High expression levels of inflammatory cytokines such as TNF-[alpha] and IL-1[beta] are related to neuropathic pain [5]. Recent evidence has demonstrated that high-mobility group box 1 (HMGB1) can induce neuropathic pain in experimental models. As a proinflammatory mediator, HMGB1 may be released from sensory nerve tissue. It leads to the release of proinflammatory cytokines such as TNF-[alpha] [6] and contributes to the development of neuropathic pain after nerve injury [7, 8]. The roles of HMGB1 and TLR4 in neuropathic pain are unknown, and more studies are required to confirm whether the HMGB1-TLR4 interaction is directly involved in the pathogenesis of neuropathic pain.
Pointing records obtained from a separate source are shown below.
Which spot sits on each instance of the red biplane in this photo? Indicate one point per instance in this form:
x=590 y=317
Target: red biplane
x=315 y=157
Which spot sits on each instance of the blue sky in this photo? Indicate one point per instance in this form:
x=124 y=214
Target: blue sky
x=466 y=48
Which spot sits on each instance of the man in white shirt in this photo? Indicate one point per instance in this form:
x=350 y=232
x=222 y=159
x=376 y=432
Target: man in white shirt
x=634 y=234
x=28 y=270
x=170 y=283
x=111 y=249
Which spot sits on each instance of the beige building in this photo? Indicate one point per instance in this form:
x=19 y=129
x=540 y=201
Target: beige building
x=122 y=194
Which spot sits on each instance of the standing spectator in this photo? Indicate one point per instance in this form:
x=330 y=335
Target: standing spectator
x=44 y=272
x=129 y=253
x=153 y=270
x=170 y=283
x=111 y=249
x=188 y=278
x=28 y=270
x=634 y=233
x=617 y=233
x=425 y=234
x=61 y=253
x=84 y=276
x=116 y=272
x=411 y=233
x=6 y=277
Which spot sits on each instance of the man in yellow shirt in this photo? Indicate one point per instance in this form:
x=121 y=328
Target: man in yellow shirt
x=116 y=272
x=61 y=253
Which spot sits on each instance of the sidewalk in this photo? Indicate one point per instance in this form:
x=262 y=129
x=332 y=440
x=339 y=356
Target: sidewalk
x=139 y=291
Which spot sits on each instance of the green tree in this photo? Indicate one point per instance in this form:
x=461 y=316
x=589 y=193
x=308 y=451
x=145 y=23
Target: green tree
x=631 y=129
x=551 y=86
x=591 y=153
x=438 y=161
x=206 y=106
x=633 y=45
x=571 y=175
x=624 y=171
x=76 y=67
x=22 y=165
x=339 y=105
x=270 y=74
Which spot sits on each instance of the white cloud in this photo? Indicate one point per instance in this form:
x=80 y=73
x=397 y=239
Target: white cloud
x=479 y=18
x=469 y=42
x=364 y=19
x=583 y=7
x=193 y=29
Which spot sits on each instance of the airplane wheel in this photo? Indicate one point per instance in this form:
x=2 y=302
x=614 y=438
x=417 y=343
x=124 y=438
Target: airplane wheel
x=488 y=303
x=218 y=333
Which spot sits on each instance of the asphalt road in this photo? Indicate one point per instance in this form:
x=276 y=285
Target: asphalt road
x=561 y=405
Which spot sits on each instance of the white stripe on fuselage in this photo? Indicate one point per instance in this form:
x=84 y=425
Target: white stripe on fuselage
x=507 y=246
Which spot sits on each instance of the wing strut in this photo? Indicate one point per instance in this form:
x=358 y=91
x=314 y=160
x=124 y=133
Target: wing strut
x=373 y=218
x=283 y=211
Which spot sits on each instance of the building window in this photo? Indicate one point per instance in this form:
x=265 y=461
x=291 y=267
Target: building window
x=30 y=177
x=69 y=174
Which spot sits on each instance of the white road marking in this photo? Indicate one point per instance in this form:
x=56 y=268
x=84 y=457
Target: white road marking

No effective therapy for neuropathic pain has been developed [9, 10]. Tanshinone IIA (Tan IIA) is one of the major active components of the root of Salvia miltiorrhiza Bunge. Tan IIA has a similar structure to 17-beta estradiol (E2) and produces anti-inflammatory effects via inhibition of the inflammatory cytokines IL-1[beta], IL-6, and TNF-[alpha] [11]. The effect of Tan IIA on chronic pain is not known. More studies are required to confirm whether Tan IIA produces protective effects to alleviate hyperpathia in SNL-induced neuropathic pain, and whether Tan IIA downregulates HMGB1 and TLR4 expression in the spinal cord is not yet clear.

2. Methods

2.1. Animals and Surgical Procedures. Male Sprague-Dawley (SD) SPF rats (weighing 200~240 g) were provided by the Animal Research Centre of Gansu University of Traditional Chinese Medicine (TCM). The rats were housed individually in cages, under a 12-hour light/dark cycle at 20~25[degrees]C, with free access to food and water. The experimental rats were allowed to acclimatise to the facility for a week prior to surgery. All experimental procedures were conducted in accordance with the guidelines of the Institutional Animal Care and Use Committee of Gansu University of TCM. All efforts were undertaken to minimise the number of animals used and their discomfort. Fifty-four rats were randomly divided into 3 groups: a sham-operated group (sham group), a vehicle-treated SNL group (model group), and a Tan IIA-treated SNL group (Tan IIA group). Each group was divided into subgroups (n = 6 in each) according to the time of sacrifice: 3 days, 7 days, and 14 days.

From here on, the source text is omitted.